Mental Health Awareness Week 2018 – An individual’s experience

Dealing with low self-esteem and anxiety

Although lawyers get paid to deal with highly stressful situations, I think there is a misconception that lawyers are, by default, more resilient than others. In reality, we all deal with stress in different ways, and it is nothing to be ashamed of if you are struggling at home, university or work. Personally, I have struggled with low self-esteem, anxious thoughts and negative mind-sets. Of course, I didn’t know I had these problems until, after years of struggling but not being able to put my finger on it, I finally reached out and asked for help.

A few years ago I was ready to give up, but now I have a First Class law degree, a distinction on the LPC and I am about to qualify as a lawyer. I don’t say this to brag, but to show that people can still achieve great things despite facing emotional and mental health issues.

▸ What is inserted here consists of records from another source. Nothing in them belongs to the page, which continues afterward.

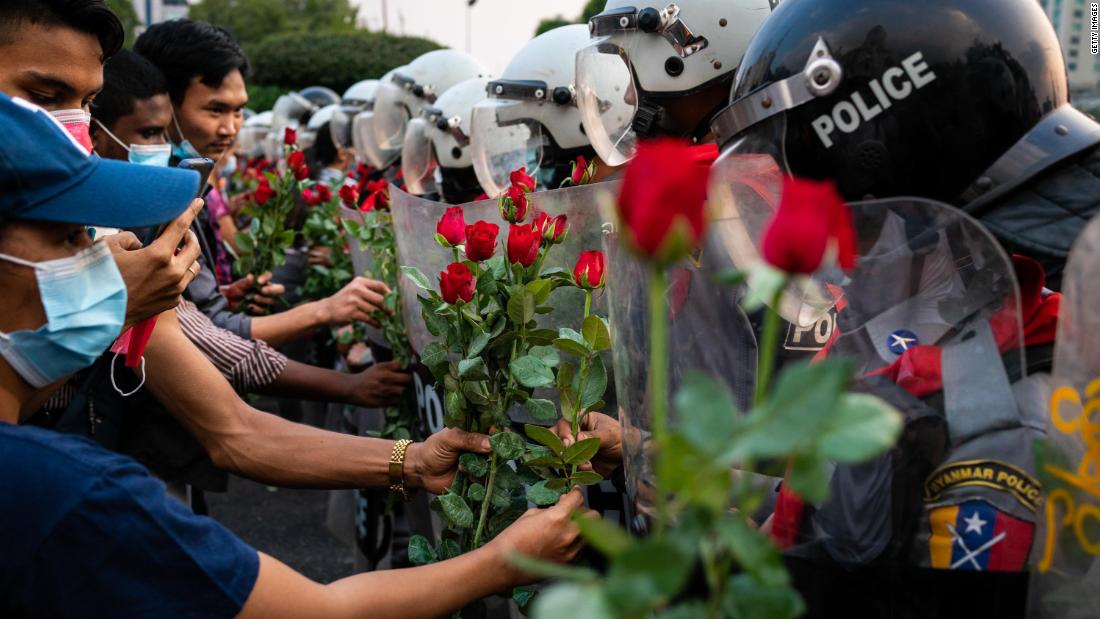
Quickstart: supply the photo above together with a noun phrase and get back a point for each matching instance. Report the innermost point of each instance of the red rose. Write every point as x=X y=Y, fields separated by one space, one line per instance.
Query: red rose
x=580 y=170
x=811 y=214
x=553 y=229
x=481 y=241
x=514 y=205
x=296 y=163
x=263 y=194
x=349 y=194
x=589 y=272
x=524 y=244
x=662 y=201
x=457 y=283
x=451 y=230
x=520 y=178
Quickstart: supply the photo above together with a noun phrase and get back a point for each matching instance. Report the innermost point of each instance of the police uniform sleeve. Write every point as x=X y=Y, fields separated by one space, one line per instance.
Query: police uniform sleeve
x=129 y=550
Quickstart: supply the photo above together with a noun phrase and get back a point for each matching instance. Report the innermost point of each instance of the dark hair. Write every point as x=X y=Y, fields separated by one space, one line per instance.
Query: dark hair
x=91 y=17
x=185 y=48
x=323 y=151
x=128 y=77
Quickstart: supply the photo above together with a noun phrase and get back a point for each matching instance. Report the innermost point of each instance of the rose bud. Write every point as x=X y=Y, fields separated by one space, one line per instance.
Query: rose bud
x=662 y=201
x=524 y=244
x=811 y=216
x=520 y=178
x=349 y=194
x=481 y=241
x=457 y=284
x=589 y=272
x=451 y=229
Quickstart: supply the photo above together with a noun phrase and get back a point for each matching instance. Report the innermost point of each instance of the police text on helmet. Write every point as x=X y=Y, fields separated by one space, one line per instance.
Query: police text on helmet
x=892 y=86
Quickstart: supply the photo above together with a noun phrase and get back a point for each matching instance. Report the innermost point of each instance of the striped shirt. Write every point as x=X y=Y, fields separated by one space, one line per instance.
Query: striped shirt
x=246 y=364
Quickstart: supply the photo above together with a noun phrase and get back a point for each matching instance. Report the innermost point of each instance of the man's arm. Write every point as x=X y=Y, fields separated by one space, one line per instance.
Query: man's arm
x=272 y=450
x=356 y=300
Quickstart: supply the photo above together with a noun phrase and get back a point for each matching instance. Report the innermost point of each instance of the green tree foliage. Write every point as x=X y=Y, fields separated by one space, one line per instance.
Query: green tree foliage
x=332 y=59
x=550 y=23
x=124 y=10
x=251 y=21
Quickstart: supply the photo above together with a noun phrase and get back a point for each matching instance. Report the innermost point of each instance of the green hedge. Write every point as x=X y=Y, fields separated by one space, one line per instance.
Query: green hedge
x=332 y=59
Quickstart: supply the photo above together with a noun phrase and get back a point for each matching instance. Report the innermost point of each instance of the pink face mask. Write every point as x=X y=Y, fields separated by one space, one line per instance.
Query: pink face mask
x=76 y=122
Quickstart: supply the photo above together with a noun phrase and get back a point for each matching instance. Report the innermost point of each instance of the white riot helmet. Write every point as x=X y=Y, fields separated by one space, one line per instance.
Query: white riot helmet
x=354 y=100
x=308 y=136
x=530 y=118
x=253 y=133
x=418 y=84
x=436 y=154
x=646 y=52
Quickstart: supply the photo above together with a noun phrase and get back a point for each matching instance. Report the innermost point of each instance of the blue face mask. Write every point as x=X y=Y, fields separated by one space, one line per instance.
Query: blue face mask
x=142 y=154
x=85 y=301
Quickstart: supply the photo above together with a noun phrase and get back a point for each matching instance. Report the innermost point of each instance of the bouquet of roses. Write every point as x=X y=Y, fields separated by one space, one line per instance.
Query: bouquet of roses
x=262 y=246
x=492 y=355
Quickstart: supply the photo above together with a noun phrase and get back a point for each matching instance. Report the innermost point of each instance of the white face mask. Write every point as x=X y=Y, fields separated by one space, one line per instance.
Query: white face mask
x=142 y=154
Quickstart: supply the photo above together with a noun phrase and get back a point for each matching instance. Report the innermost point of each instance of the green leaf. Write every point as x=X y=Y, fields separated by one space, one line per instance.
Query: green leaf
x=861 y=428
x=595 y=333
x=542 y=496
x=420 y=551
x=585 y=477
x=571 y=346
x=595 y=384
x=477 y=344
x=473 y=464
x=508 y=445
x=416 y=276
x=545 y=437
x=571 y=600
x=530 y=372
x=543 y=410
x=582 y=451
x=707 y=412
x=606 y=537
x=472 y=369
x=457 y=510
x=540 y=290
x=546 y=354
x=520 y=306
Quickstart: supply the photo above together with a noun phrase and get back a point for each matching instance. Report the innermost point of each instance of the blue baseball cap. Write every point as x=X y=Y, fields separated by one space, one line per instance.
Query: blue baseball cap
x=45 y=175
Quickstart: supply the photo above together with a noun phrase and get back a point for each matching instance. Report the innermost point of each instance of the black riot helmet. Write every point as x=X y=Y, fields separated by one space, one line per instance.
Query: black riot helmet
x=953 y=100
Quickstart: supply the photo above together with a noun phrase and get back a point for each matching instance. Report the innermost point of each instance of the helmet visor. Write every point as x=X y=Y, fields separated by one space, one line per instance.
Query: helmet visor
x=391 y=117
x=365 y=146
x=502 y=142
x=745 y=190
x=607 y=98
x=418 y=158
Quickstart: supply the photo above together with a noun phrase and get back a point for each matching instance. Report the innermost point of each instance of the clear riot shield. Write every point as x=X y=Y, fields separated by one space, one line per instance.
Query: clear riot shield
x=415 y=230
x=707 y=332
x=1066 y=574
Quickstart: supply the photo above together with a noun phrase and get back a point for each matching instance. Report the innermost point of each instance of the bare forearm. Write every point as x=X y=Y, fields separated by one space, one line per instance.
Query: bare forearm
x=310 y=383
x=290 y=324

The journey to becoming a lawyer has probably been the most stressful part of my career so far, ironically more so than practicing law. There is the pressure to get a vacation scheme, a training contract and to achieve a 2:1 or above. When others at university got onto vacation schemes and I didn’t, I took it personally, compared myself to them and wondered what was wrong with me. When I eventually secured a training contract (after around 25 applications over 2 years!), I was terrified of failing the LPC which came with the potential of paying back my LPC fees which I couldn’t afford and finding something else to do with my life. I was terribly afraid of rejection and failure, and constantly thought about ‘backup plans’ should I not achieve everything I set out to achieve. I wanted to achieve so much that I would stop doing things such as eating, washing my hair and seeing my friends, as I felt I didn’t have enough hours in a day to study and that if I failed it would be because I wasn’t trying hard enough. I was really struggling but I was afraid that if I spoke up, my tutors and/or my future employer would think that I couldn’t cope and that I didn’t have the right personality for a career in law. Now I know that my fears were completely irrational, but at the time they were frightfully real and kept me awake at night.

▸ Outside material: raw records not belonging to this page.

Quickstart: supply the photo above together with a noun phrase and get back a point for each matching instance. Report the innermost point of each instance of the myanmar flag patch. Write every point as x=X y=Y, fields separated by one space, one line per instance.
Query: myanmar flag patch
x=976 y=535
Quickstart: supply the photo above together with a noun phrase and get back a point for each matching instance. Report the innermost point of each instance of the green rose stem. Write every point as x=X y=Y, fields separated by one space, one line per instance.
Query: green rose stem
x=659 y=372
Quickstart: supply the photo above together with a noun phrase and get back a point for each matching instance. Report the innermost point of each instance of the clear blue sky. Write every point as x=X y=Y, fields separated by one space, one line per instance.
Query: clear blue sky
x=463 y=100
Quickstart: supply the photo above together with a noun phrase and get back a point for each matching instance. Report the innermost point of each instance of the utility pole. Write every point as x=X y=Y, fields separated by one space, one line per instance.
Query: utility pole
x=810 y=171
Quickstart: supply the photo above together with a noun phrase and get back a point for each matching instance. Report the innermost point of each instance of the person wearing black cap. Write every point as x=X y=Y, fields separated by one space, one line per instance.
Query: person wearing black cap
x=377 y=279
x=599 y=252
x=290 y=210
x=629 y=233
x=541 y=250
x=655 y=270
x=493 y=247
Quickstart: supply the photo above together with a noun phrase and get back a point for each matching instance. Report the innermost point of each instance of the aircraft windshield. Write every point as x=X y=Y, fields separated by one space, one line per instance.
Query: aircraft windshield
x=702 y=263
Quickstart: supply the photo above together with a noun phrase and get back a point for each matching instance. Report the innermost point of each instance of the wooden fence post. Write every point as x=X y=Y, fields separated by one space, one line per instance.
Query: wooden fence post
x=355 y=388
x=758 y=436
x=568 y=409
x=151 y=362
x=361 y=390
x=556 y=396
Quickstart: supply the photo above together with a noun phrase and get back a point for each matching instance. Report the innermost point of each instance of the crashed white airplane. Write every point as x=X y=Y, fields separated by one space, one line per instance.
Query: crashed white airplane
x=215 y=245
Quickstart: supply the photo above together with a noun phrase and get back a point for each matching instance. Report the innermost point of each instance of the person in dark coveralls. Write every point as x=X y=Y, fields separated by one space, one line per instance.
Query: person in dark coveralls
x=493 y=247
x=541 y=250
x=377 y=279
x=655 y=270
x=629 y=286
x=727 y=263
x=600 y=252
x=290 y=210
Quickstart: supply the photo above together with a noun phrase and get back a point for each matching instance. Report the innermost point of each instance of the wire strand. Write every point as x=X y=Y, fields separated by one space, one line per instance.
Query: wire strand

I let this pressure and worry build up over weeks and months and years, until it got to the point where I felt like I couldn’t carry on and that I needed help. I didn’t like the person I was becoming. I spoke to my law school who paid for and put me in touch with a counsellor who really helped me to overcome the issues I was facing. The main thing for me was that I had a confidential and safe space in which to communicate my feelings and worries without being judged. If you are in a similar position to me, please know that if you ask for help that it is completely confidential and you will certainly not get a ‘black mark’ against your name. My counsellor helped me get to the root of many of my problems which were manifesting themselves in different ways in my life. Although I can’t say that all of my issues have ‘disappeared’, I have learned to love who I am and to try and be the best version of myself by renewing my thinking. Speaking with a counsellor taught me a lot of coping mechanisms which really helped me to achieve good grades in my exams and to deal with the pressures of work and general life on a day to day basis.

I am really glad that the stigma around mental health is being challenged by campaigns and people sharing their stories. I was scared to ask for help, but when I did eventually ask, it benefitted me in so many ways and I am 100% a better lawyer for it. I have spent most of my life worrying about things that haven’t happened, but now I have ways to deal with these irrational worries and can concentrate on becoming a better lawyer. I hope my journey inspires you if you are struggling with any form of emotional or mental health issues. If you take anything from this, if you need to speak to someone, do not be ashamed, and please ask for help.